Et puis ce qui devait arriver arriva ! Le Père Noël mis au courant par ses réseaux extraordinaires d’informations brava l’interdit et s’attarda sur les cheminées accueillantes ; son G.P.S, modèle 25 décembre, lui permettait de les localiser avec une rapidité fulgurante et indétectable.
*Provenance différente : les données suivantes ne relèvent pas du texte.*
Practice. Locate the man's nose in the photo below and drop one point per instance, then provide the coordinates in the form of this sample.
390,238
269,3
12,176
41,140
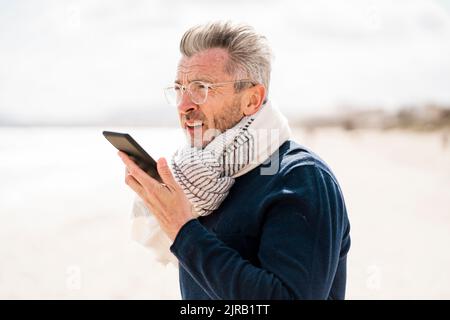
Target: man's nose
186,105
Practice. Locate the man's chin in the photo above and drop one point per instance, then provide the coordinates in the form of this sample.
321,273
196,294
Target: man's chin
201,139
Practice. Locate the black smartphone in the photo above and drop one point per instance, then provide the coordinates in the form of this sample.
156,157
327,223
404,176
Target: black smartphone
125,143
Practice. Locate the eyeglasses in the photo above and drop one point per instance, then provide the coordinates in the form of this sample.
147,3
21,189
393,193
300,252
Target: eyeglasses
197,90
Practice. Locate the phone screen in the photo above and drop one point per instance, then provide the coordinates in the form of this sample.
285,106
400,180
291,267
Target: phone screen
125,143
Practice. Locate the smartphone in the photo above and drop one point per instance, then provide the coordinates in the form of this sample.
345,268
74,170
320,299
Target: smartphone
125,143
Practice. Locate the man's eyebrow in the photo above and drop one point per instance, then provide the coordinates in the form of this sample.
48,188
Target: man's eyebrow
203,78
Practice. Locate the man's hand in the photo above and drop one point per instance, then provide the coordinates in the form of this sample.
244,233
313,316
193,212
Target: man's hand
166,201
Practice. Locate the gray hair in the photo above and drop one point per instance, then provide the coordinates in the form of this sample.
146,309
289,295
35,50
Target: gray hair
249,53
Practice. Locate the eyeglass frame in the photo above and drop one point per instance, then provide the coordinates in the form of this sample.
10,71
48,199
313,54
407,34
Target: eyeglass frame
208,86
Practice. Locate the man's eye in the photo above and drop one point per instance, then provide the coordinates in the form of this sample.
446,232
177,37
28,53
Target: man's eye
200,86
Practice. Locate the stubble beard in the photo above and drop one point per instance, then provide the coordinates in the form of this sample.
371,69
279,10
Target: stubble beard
230,116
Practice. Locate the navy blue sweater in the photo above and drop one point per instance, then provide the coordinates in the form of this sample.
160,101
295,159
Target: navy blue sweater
281,236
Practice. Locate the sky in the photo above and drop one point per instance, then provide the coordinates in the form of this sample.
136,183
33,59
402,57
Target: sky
63,61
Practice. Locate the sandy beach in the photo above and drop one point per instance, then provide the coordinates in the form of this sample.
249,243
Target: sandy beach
65,214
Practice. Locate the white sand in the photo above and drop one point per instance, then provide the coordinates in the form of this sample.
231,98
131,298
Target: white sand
65,212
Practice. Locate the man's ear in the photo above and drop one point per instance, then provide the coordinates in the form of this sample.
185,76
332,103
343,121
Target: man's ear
253,99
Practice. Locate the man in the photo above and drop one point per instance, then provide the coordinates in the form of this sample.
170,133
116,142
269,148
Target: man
238,228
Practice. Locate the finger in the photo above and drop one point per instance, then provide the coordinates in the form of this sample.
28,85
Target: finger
140,175
165,173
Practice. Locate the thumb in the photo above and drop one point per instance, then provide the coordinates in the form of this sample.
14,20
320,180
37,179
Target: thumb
165,173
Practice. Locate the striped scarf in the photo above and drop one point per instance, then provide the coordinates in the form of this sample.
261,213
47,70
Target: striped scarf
207,175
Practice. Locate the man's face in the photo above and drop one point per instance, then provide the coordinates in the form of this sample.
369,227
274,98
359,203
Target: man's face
222,108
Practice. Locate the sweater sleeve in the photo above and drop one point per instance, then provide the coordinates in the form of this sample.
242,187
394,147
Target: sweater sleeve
299,248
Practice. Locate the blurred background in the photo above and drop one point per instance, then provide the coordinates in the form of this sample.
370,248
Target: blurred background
365,84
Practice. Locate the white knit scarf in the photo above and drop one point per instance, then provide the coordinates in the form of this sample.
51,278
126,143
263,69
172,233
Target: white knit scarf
207,175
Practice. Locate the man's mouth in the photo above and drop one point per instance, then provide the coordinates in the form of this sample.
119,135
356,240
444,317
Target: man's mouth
194,125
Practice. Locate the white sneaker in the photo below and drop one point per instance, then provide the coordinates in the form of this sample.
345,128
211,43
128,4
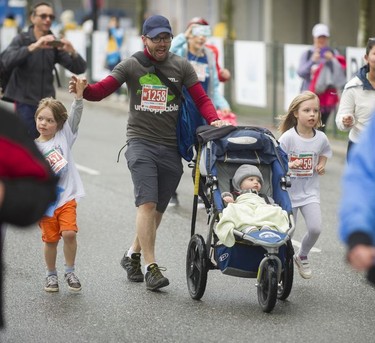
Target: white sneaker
303,266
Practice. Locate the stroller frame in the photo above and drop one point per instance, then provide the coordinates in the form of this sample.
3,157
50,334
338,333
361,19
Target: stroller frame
274,276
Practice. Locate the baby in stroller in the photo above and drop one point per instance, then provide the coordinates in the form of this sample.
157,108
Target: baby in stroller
252,210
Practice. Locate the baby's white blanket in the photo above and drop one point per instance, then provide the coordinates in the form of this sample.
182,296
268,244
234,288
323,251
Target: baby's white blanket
249,209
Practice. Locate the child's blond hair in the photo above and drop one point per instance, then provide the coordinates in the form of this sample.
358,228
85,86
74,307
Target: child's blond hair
289,120
60,114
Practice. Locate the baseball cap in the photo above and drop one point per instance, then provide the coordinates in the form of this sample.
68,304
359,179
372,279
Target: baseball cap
156,24
320,30
244,171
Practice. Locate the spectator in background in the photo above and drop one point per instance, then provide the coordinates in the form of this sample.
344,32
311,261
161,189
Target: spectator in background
192,45
311,61
32,56
27,184
357,207
115,41
358,99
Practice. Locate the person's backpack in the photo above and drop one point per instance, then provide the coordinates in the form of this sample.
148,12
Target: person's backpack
6,73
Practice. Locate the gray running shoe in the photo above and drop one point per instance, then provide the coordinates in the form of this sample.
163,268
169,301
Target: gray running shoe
52,284
132,265
73,282
154,277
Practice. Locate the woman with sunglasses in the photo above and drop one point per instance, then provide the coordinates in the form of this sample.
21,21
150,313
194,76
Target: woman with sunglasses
32,56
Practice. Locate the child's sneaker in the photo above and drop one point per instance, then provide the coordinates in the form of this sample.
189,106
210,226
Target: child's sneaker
303,266
52,284
173,201
73,282
132,265
154,277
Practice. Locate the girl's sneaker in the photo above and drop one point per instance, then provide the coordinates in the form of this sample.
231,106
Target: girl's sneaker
52,284
73,282
303,266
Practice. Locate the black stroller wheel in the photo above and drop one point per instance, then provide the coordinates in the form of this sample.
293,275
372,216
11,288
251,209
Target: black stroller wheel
267,287
196,267
286,280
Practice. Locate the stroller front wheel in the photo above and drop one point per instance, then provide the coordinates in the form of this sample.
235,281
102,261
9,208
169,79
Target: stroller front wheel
196,267
267,286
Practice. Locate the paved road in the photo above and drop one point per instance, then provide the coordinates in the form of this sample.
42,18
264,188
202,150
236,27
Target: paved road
336,305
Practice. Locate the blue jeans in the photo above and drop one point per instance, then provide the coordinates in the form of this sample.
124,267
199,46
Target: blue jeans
26,113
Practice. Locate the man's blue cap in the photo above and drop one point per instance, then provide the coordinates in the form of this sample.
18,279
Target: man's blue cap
156,24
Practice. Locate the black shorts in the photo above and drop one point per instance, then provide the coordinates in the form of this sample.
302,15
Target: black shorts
156,172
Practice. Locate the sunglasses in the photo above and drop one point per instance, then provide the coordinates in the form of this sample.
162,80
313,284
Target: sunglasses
158,39
45,16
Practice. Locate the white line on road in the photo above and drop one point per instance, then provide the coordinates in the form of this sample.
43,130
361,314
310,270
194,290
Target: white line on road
298,245
87,170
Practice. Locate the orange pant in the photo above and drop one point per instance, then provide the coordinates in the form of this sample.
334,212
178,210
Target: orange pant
64,219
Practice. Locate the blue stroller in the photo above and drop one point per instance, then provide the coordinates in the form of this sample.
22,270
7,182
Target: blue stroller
264,254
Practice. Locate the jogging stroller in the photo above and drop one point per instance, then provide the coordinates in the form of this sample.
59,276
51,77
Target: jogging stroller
264,254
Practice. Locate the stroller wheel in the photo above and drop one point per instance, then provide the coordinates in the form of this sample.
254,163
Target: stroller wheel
196,267
267,286
286,280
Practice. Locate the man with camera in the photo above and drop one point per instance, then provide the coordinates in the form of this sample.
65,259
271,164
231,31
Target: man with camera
32,56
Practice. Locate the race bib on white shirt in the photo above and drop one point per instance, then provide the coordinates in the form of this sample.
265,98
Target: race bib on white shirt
307,168
200,69
56,160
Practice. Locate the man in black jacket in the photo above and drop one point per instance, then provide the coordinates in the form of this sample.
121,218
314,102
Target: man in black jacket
32,56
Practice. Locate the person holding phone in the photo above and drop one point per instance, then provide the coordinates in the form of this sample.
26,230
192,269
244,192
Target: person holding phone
32,56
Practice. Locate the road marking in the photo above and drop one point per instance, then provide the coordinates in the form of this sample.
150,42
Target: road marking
298,245
87,170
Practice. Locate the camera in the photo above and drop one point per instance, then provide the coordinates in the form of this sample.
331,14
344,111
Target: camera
56,43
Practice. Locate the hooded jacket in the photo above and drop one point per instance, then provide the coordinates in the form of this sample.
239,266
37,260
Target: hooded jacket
32,77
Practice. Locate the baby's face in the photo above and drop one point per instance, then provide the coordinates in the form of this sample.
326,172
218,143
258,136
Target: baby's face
251,182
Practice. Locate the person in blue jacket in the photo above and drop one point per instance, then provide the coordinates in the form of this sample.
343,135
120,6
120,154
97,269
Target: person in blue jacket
357,207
    Et c’est avec un plaisir malicieux qu’il déposa au pied d’un beau sapin lumineux une belle trousse médicale, de modèle CM2++. Le lendemain, de très bonne heure, Anne Fleur de  Prune, à peine éveillée et pleine d’émotions, resta un moment devant ce qui comblait ses espérances : des instruments divers en forme de jouets qui allaient l’initier, de manière ludique, au métier qu’elle souhaitait pratiquer un jour. Mais ce qui l’intrigua davantage,  c’était la présence d’un document très lourd et volumineux sur lequel elle pouvait lire : Etude microbiologique complète pour l’élaboration d’un vaccin permettant l’éradication de l’épidémie

  C’était extraordinaire. Le document transmis auprès d’un laboratoire renommé fut vérifié puis validé et c’est avec une rapidité soutenue que l’on put vacciner toute la population. Ainsi, grâce au Père Noël, l’épidémie était contrôlée et les décideurs retrouvèrent bientôt d’autres sujets de décisions sur lesquels, comme d’habitude, ils n’allaient rien décider du tout. On était de retour dans la bonne vieille routine du Blablabla.